Why do you think there is currently little/no market for systematic meritocratic forecasting services (SMFS)? Even under a lower standard of usefulness—that blending SMFS in with domain-expert forecasts would improve the utility of forecasts over using only domain-expert input—that should be worth billions of dollars in the financial services industry alone, and billions elsewhere (e.g., the insurance market).
I don’t think the drivers of low “societal sanity” are fundamentally about current ability to estimate probabilities. To use a current example, the reason 18% of Americans believe Taylor Swift’s love life is part of a conspiracy to re-elect Biden isn’t that our society lacks resources to better calibrate the probability that this is true. The desire to believe things that favor your “team” runs deep in human psychology. The incentives to propagate such nonsense are, sadly, often considerable. The technological structures that make disseminating nonsense easier are not going away.
Thanks, I think that’s a good question. Some (overlapping) reasons that come to mind that I give some credence to:
a) relevant markets are simply making an error in neglecting quantified forecasts
e.g. COVID was an example where I remember some EA adjacent people making money because investors were underrating the pandemic potential signifiantly
I personally find it plausible when looking e.g. at the quality of think tank reports which seems significantly curtailed due to the amount of vague propositions that would be much more useful if more concrete and quantified
b) relevant players train the relevant skills sufficiently well into their employees themselves (e.g. that’s my fairly uninformed impression from what Jane Street is doing, and maybe also Bridgewater?)
c) quantified forecasts are so uncommon that it still feels unnatural to most people to communicate them, and it feels cumbersome to be nailed down on giving a number if you are not practiced in it
d) forecasting is a nerdy practice, and those practices need bigger wins to be adopted (e.g. maybe similar to learning programming/math/statistics, working with the internet, etc.)
e) maybe more systematically I’m thinking that it’s often not in the interest of entrenched powers to have forecasters call bs on whatever they’re doing.
in corporate hierarchies people in power prefer the existing credentialism, and oppose new dimensions of competition
in other arenas there seems to be a constant risk of forecasters raining on your parade
f) maybe previous forecast-like practices (“futures studies”, “scenario planning”) maybe didn’t yield many benefits and made companies unexited about similar practices (I personally have a vague sense of not being impressed by things I’ve seen associated with these words)
I agree that things like confirmation bias and myside bias are huge drivers impeding “societal sanity”. And I also agree that it won’t help a lot here to develop tools to refine probabilities slightly more.

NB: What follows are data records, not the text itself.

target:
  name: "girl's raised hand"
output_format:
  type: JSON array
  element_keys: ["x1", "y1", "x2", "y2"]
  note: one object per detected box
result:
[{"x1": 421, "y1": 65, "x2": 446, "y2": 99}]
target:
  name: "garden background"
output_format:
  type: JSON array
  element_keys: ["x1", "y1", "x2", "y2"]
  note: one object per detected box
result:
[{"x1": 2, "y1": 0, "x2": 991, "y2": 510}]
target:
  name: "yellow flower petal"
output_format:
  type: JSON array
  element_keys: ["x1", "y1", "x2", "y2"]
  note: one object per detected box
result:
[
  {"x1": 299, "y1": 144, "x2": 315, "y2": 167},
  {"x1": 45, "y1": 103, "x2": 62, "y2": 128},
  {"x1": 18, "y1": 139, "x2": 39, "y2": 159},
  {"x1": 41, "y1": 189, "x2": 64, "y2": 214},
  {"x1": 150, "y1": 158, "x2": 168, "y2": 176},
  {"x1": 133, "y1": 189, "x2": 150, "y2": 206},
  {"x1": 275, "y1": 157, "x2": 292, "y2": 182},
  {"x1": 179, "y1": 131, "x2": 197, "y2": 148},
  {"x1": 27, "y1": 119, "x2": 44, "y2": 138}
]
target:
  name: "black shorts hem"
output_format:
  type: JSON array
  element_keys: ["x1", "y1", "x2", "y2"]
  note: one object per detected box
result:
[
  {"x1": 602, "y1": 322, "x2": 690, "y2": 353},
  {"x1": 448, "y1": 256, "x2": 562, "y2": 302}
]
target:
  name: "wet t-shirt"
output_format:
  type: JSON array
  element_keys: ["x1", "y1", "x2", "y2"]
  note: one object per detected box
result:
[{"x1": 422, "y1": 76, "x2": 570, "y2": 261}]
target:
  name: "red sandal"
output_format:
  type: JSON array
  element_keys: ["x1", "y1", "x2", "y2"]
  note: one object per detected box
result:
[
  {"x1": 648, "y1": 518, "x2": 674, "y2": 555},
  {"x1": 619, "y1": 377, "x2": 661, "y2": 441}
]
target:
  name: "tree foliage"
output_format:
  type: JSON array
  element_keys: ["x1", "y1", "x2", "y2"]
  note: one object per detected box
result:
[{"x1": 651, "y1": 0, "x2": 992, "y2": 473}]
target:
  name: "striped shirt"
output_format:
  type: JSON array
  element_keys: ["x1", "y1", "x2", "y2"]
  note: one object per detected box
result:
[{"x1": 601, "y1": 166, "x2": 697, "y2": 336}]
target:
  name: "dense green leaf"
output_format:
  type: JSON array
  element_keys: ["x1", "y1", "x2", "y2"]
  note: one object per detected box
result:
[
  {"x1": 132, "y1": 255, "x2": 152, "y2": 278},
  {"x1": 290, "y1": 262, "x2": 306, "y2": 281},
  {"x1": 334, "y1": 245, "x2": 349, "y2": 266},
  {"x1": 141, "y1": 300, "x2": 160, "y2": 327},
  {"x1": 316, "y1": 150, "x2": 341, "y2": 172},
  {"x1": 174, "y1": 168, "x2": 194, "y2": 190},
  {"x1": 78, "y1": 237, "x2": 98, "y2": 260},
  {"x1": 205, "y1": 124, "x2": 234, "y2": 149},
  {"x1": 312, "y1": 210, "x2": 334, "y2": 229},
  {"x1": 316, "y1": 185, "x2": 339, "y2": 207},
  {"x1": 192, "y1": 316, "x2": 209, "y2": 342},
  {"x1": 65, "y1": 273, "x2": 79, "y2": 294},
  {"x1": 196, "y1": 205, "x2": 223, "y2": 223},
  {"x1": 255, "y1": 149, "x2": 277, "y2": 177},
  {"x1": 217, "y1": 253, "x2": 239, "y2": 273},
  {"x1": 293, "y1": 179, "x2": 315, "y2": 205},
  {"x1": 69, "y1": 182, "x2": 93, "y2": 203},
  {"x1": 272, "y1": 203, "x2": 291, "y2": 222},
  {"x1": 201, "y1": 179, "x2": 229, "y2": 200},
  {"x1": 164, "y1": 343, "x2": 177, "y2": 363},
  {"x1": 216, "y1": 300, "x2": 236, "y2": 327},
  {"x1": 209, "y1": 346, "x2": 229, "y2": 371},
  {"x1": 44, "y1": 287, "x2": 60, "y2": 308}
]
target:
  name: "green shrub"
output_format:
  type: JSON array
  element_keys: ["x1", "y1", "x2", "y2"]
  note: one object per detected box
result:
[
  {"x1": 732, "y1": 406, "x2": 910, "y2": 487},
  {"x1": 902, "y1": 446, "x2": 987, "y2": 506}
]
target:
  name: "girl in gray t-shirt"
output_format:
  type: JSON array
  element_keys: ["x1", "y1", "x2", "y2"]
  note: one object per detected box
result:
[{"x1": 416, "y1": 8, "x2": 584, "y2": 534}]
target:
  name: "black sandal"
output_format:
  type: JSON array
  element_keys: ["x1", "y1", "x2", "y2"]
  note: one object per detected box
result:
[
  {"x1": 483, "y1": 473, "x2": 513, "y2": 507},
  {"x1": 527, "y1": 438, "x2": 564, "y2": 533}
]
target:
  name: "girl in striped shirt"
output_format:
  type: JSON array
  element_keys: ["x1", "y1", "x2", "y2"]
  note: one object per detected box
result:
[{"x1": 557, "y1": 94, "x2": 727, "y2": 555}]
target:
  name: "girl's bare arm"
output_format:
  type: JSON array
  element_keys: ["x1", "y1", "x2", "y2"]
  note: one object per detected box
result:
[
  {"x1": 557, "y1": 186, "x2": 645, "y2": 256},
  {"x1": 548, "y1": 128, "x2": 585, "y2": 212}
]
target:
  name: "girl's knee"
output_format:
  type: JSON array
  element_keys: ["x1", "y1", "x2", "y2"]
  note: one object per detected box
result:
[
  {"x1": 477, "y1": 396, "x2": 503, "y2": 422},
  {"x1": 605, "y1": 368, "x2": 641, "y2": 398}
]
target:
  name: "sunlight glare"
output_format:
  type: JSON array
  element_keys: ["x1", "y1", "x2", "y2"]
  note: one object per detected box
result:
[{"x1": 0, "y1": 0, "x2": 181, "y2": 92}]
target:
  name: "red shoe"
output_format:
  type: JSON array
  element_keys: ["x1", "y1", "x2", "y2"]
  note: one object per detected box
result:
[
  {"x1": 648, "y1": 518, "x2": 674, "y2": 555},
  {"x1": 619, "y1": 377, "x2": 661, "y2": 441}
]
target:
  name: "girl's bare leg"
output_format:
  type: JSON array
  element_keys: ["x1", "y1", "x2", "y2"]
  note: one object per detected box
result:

That said, I think there is a huge crowd of reasonably sane people who have never interacted with the idea of quantified forecasting as a useful epistemic practice and a potential ideal to thrive towards when talking about important future developments. Like other commentators say, it’s currently mostly attracting a niche of people who thrive for higher epistemic ideals, who try to contribute to better forecasts on important topics, etc. I currently feel like it’s not intractable for quantitative forecasts to become more common in epistemic spaces filled with reasonable enough people (e.g. journalism, politics, academia). Kinda similar to how tracking KPIs where probably once a niche new practice and are now standard practice.